According to new research at the University of Birmingham, increased consumption of flavanols – a group of molecules that occur naturally in fruit and vegetables – can increase your mental agility.

A team in the University’s School of Sport, Exercise and Rehabilitation Sciences found that people given a cocoa drink containing high levels of flavanols could complete certain cognitive tasks more efficiently than when drinking a non-flavanol enriched-drink.
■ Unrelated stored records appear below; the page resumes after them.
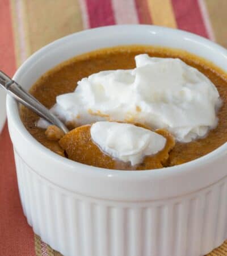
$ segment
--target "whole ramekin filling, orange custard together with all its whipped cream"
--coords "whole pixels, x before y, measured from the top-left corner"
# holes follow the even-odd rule
[[[30,93],[70,129],[64,135],[22,106],[20,116],[31,135],[53,152],[91,166],[115,170],[175,166],[227,141],[225,73],[181,50],[124,46],[86,53],[45,73]],[[106,105],[102,97],[107,97]],[[89,108],[99,100],[100,109]]]

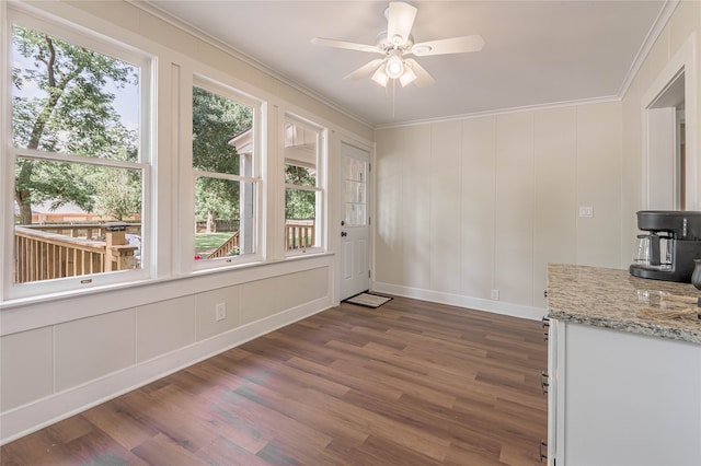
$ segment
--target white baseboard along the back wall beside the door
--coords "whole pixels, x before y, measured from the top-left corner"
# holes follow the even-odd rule
[[[495,314],[510,315],[514,317],[540,321],[548,311],[542,307],[525,306],[506,303],[504,301],[484,300],[481,298],[463,296],[460,294],[444,293],[440,291],[425,290],[422,288],[402,287],[399,284],[372,282],[372,291],[394,294],[398,296],[413,298],[415,300],[432,301],[434,303],[450,304],[458,307],[468,307],[476,311],[486,311]]]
The study participants also underwent non-invasive brain imaging to measure blood oxygenation levels in the brain. A group of researchers from the University of Illinois showed that participants who had consumed the flavanol-rich drink produced a faster and more significant increase in blood oxygenation levels in response to artificially elevated levels of CO2.

Flavanols, a sub-group of plant flavonoids, are present in cocoa, grapes, apples, tea, berries, and other foods. They are known to have a beneficial effect on cardiovascular health, but their impact on brain health is not well understood. This study, published in Scientific Reports, is the first time the cognitive effects of flavanols in young, healthy subjects and the link with brain blood oxygenation have been investigated.

Lead author, Dr. Catarina Rendeiro, of the University of Birmingham’s School of Sport, Exercise and Rehabilitation Sciences, explains: “We used cocoa in our experiment, but flavanols are extremely common in a wide range of fruit and vegetables. By better understanding the cognitive benefits of eating these food groups, as well as the wider cardiovascular benefits, we can offer improved guidance to people about how to make the most of their dietary choices.”

In the study, 18 healthy male participants aged between 18 and 40 underwent a standard procedure to challenge the brain’s blood circulation that involves breathing 5% carbon dioxide – about 100 times the normal concentration in air, producing an effect called hypercapnia. Non-invasive near-infrared spectroscopy was used to track the increases in brain oxygenation in the frontal cortex in response to this carbon dioxide challenge.

All participants underwent a test before & after drinking cocoa on two occasions, and on one of those occasions, the drink was enriched with flavanols. Following the carbon dioxide test, the participants were asked to complete several progressively complex cognitive tests.

Participants who had taken the flavanol-enriched drink had the highest levels of blood oxygenation in response to hypercapnia, reaching levels up to three times higher than participants drinking the non-flavanol-enriched drink. They also achieved these elevated levels 1 minute faster than participants who drank the non-enriched cocoa.

In the cognitive tests, the researchers found significant differences in the speed and accuracy with which volunteers completed the higher complexity tasks, with volunteers who had taken the flavanol-enriched drink performing the tasks 11% faster on average.

“Our results showed a clear benefit for the participants taking the flavanol-enriched drink – but only when the task became sufficiently complicated,” explains Dr. Rendeiro.

“We can link this with our results on improved blood oxygenation – if you’re being challenged more, your brain needs improved blood oxygen levels to manage that challenge. It also further suggests that flavanols might be particularly beneficial during cognitively demanding tasks”.

The researchers also noted a further outcome. Within the study cohort, a small group did not benefit from the flavanol-enriched drink in terms of blood oxygenation levels and did not derive any cognitive benefit. This group was shown to have existing high levels of brain oxygenation responses to start with that were not increased further by drinking the enriched cocoa. “This may indicate that some individuals, that perhaps are already very fit, have little room for further improvement”, explain by Dr. Rendeiro.

“The small group of participants who did not react to the flavanol gives us additional evidence to confirm the link between increased brain blood oxygenation and cognitive ability,” adds Dr. Rendeiro.